Our first day at the RAW Fair in London, the artisan wine fair focused on organic, biodynamic and natural wines, was eye-opening in many ways.
First, the space at the Truman Brewery at the top of Brick Lane, and its incongruous industrial past, seemed vast and empty when we arrived to see row upon row of tables, each stretching almost 100 metres. How on earth was this place going to be filled with consumers interested in this subject?
Then, the wines themselves, not just the funky, challenging and, for some commentators, faulty “terroir wines”, but many juicy, fresh, tasty and … simply lovely wines with attractive packaging and good stories.

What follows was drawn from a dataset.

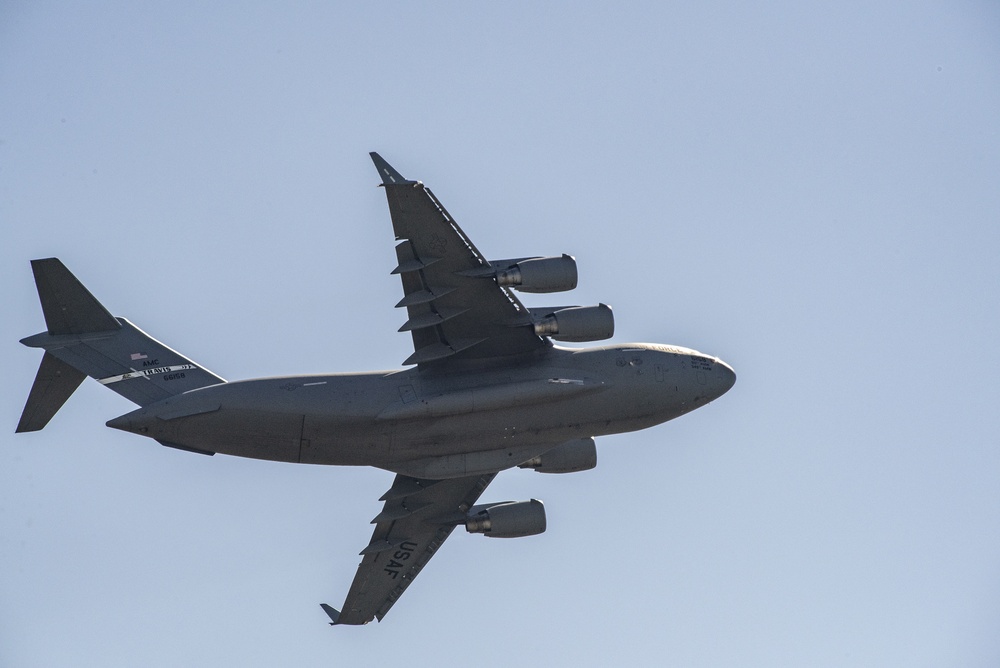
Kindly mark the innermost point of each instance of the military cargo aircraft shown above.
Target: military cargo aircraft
(486, 390)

But the most exciting, really, was that the space DID fill up for hours with happy people, tasting wines without a single sign of excessive alcohol consumption. The debate over wine ingredients, processes and manipulation gets quite heated within the trade, and we often assume consumers are either not interested, put off, or simply confused by the idea, yet here they were in the hundreds or even thousand or more.
The industry challenge, as voiced by Dan Jago from Tesco via twitter, was how many visitors were ‘trade’ and not ‘consumers’ .
@thirstforwine if you take out the ‘trade’, how many left?
— Dan Jago (@danjago) May 20, 2012
The vast majority, in my estimation, were regular consumers attracted by the profile generated by Isabelle Legeron MW on the BBC, and the effective marketing of RAW. I spoke to a number of “human beings not directly employed by businesses involved in making or selling fermented grape juice” (aka ‘consumers’) who were all excited by the wines and the buzz of the fair. They did not experience any confusion, just the broad choice of wines.
On the other hand, if the trade were here at all, on a Sunday, it was not because they were doing it for business, but because they love wine. Many of the trade are in the wine trade because they enjoy the product themselves, and although wine communications try to separate “trade” from “consumer”, this definition is really artificial because the trade are some of the biggest consumers, and the consumers increasingly influence business decisions.
Is it time to move beyond this differentiation? Is it time to embrace the idea that there are lots of wine fans out there looking for new experiences, even if we don’t all have to embrace it all ourselves?
Whether you agree with the tenets of ‘Natural wine’ or not, this has been an exciting time for wine in London – and we have not even had a chance to visit the ‘Real Wine Fair’ happening at the same time.